Görür, "Marmara'da büyük deprem olacak" görüşünün bilimsel temellere dayandığını vurguladı. "Kumburgaz Fayı'nın kırılmamış 40-50 kilometrelik bölümü" olduğunu ve bu fayın kırılmasıyla 7.2 büyüklüğünde, Adalar Fayı ile birleşmesi durumunda ise 7.5 büyüklüğünde bir depremin yaşanabileceğini söyledi.
"Kendimizi aldatmayalım"
Görür, "Marmara kırılmak zorundadır. Kendimizi aldatmayalım. Bilimsel doğrular nettir," diyerek uyarıda bulundu. İstanbul'da beklenen büyük depremin yaratacağı yıkımın, ekonomiyi ve üretimi ciddi şekilde etkileyeceğini belirtti. "Türkiye diz üstüne çöker" ifadesiyle olası depremin ulusal etkilerini de gözler önüne serdi.
"İstanbul'u deprem dirençli yapmalıyız"
Prof. Dr. Görür, İstanbul'un deprem dirençli hale getirilmesi gerektiğinin altını çizdi:
-
Yönetimi, halkı, altyapıyı, yapı stokunu, ekosistemi ve ekonomiyi deprem dirençli hale getirmek gerektiğini vurguladı.
-
Bir Afet Bakanlığı kurulması ve uzun vadeli planlamayla Türkiye’nin tüm kentlerinin güçlendirilmesi gerektiğini söyledi.
"Çoluk çocuğumuzun neslini garanti altına alalım"
Görür, "Havaalanı, yol, köprü az yapalım; bütçeden daha fazla deprem hazırlığına pay ayıralım" çağrısında bulundu. Japonya gibi örnekleri hatırlatarak, “Biz de başarabiliriz” dedi.

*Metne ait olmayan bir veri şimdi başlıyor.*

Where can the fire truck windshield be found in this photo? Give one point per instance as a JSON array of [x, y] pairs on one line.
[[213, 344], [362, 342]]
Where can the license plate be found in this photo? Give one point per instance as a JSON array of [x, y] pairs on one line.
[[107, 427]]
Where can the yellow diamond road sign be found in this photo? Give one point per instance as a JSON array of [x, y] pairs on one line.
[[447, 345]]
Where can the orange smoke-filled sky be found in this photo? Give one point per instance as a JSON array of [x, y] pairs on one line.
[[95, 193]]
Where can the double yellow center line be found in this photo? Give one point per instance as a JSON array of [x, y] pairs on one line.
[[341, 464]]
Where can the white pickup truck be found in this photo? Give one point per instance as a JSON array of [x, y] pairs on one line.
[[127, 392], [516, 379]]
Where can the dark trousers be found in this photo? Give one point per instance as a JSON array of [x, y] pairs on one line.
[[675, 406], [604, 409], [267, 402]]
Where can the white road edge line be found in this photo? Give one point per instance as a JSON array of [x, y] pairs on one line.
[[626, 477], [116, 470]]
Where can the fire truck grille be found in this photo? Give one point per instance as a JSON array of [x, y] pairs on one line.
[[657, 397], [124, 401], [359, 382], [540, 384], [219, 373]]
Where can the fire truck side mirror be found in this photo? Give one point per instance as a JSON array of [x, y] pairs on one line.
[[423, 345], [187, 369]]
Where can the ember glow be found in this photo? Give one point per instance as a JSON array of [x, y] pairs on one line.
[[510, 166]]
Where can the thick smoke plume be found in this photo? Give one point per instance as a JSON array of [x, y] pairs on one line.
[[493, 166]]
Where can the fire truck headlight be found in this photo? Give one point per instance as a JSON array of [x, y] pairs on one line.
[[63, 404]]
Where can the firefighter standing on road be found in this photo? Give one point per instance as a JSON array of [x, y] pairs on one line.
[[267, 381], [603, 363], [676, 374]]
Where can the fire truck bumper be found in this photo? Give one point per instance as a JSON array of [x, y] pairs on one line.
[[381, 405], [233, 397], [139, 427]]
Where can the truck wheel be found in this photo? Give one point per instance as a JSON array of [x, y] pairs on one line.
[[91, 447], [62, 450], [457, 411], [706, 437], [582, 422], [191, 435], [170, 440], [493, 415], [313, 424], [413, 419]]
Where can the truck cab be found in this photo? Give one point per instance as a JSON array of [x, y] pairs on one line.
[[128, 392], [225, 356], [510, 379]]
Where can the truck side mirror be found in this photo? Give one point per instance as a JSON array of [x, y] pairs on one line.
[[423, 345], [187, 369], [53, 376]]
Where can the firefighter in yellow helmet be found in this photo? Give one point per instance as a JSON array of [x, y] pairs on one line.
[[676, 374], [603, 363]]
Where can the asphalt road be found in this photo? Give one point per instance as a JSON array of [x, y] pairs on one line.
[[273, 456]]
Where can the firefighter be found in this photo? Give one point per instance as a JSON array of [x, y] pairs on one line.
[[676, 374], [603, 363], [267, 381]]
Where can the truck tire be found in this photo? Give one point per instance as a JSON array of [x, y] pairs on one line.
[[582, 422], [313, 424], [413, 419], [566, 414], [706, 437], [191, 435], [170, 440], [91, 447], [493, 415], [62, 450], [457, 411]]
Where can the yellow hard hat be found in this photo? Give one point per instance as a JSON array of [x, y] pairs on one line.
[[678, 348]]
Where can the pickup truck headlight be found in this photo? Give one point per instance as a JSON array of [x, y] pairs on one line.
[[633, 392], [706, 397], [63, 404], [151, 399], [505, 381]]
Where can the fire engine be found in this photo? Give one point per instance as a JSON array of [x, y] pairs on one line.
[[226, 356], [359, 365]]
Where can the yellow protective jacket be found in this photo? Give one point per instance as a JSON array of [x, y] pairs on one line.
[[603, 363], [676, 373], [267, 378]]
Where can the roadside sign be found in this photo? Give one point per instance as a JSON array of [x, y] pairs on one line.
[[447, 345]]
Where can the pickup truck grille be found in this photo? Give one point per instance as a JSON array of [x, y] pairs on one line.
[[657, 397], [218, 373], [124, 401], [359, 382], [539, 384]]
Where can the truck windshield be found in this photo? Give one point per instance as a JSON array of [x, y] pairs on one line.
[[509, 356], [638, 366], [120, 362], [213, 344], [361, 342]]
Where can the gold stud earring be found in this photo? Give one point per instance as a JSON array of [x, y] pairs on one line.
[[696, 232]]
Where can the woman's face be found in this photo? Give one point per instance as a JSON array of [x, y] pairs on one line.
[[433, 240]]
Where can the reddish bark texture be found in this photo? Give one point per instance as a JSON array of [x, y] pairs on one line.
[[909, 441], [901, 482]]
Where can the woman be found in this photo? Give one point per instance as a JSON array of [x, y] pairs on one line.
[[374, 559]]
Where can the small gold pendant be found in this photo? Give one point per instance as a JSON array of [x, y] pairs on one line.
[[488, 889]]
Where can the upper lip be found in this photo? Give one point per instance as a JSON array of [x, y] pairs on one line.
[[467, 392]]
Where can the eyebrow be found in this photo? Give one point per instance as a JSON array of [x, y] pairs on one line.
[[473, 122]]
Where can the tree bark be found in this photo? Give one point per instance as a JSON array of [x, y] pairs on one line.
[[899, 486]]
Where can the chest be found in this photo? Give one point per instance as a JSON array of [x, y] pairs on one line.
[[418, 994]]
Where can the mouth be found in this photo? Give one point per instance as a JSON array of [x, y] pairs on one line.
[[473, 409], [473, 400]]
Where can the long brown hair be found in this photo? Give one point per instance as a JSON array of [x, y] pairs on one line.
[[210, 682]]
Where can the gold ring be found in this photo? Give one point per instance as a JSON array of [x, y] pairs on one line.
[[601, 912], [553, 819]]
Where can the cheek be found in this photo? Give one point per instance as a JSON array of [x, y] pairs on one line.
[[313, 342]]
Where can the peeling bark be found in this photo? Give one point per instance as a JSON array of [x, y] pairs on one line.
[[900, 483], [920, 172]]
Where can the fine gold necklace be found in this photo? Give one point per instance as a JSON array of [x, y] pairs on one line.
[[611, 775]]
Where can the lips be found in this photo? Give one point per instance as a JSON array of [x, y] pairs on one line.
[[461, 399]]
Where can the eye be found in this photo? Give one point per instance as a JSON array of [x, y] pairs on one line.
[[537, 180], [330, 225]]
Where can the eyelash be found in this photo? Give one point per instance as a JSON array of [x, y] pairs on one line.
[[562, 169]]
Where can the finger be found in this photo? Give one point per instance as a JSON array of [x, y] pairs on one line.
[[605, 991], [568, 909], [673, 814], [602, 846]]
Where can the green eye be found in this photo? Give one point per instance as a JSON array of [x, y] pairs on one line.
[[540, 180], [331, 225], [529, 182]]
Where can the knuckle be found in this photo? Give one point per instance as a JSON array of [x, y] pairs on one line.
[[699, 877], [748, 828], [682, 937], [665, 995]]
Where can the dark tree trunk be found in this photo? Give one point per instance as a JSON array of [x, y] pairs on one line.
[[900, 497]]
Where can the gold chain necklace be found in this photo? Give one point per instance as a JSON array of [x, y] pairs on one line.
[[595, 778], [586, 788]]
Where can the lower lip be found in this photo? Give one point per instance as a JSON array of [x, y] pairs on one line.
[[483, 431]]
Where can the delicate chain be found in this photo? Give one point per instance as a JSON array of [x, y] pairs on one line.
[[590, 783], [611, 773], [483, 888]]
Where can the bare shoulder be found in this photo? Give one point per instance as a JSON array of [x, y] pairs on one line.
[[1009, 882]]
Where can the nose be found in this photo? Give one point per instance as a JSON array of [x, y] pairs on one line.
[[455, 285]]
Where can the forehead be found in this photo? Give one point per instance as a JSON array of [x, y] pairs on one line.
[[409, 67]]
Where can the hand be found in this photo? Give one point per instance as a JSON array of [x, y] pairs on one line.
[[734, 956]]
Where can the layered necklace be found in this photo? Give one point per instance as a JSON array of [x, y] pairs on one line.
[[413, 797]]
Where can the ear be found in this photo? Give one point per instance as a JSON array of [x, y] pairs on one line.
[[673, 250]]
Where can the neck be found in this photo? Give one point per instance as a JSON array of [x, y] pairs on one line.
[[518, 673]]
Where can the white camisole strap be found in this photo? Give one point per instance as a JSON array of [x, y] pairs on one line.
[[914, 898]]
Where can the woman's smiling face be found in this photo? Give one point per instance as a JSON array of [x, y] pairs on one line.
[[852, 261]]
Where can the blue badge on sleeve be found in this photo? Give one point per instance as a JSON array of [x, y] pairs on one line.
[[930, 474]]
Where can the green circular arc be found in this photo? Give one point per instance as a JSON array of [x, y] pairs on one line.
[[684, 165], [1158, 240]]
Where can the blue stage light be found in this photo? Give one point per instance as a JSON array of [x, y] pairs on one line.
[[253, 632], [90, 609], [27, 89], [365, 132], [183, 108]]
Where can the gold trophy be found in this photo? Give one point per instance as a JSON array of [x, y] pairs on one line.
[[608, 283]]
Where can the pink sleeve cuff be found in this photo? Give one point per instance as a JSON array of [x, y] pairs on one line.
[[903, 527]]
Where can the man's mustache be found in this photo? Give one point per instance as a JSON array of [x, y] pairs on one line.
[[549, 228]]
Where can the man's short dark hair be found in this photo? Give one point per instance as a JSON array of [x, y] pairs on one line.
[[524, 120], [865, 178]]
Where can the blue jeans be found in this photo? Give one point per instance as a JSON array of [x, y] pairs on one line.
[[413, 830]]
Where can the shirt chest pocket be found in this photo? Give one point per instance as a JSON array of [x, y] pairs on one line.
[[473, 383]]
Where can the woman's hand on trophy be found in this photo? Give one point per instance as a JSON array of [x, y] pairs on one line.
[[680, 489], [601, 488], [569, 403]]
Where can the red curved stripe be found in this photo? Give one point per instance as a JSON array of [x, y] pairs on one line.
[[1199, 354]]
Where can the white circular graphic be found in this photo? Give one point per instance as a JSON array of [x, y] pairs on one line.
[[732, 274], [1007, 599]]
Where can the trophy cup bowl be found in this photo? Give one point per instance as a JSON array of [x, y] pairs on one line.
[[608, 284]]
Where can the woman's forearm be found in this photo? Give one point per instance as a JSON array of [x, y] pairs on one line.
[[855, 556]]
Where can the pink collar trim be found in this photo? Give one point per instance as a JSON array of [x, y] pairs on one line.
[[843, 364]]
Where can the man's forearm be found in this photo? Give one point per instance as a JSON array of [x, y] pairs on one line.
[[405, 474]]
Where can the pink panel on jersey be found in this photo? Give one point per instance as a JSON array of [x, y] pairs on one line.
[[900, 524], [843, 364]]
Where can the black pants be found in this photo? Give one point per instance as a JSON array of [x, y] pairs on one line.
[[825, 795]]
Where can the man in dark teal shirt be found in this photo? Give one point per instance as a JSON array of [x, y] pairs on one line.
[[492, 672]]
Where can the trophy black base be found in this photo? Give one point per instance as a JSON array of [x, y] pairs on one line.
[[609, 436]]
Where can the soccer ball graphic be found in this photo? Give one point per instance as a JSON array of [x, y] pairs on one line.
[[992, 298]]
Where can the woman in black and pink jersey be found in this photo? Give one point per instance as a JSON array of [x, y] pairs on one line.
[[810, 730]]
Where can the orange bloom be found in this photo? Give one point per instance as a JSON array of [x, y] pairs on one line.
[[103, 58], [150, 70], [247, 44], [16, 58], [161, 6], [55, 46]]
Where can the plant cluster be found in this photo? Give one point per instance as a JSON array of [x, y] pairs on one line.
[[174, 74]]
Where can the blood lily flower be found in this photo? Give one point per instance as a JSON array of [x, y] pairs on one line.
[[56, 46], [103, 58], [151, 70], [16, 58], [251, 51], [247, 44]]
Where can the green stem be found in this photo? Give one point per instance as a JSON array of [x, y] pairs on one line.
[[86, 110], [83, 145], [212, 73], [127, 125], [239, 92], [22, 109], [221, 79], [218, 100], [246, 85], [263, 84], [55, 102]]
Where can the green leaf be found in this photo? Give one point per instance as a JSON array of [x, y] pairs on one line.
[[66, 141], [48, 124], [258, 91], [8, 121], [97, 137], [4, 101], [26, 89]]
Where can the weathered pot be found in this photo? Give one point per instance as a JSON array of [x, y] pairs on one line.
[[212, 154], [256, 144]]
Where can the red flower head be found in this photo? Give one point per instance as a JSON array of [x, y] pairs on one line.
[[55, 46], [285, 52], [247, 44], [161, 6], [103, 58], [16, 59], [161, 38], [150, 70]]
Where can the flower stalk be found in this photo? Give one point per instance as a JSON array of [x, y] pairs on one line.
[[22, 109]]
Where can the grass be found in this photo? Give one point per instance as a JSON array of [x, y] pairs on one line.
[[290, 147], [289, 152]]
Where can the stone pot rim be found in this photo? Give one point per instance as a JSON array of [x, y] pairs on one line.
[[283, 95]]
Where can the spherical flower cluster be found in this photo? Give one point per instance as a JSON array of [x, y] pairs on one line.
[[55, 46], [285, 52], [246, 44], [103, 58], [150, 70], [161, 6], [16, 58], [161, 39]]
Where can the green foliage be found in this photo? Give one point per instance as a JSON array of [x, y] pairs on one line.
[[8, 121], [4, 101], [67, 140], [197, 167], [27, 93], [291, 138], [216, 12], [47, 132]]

"Bizans'ta da, Osmanlı'da da olmuş, şimdi de olacak"
Son olarak, "Marmara'da tarih boyunca depremler oldu, yine olacak" diyen Görür, halkın eğitilmesi gerektiğini ve afet hazırlık çalışmalarının masa başında değil, sahada yapılması gerektiğini vurguladı.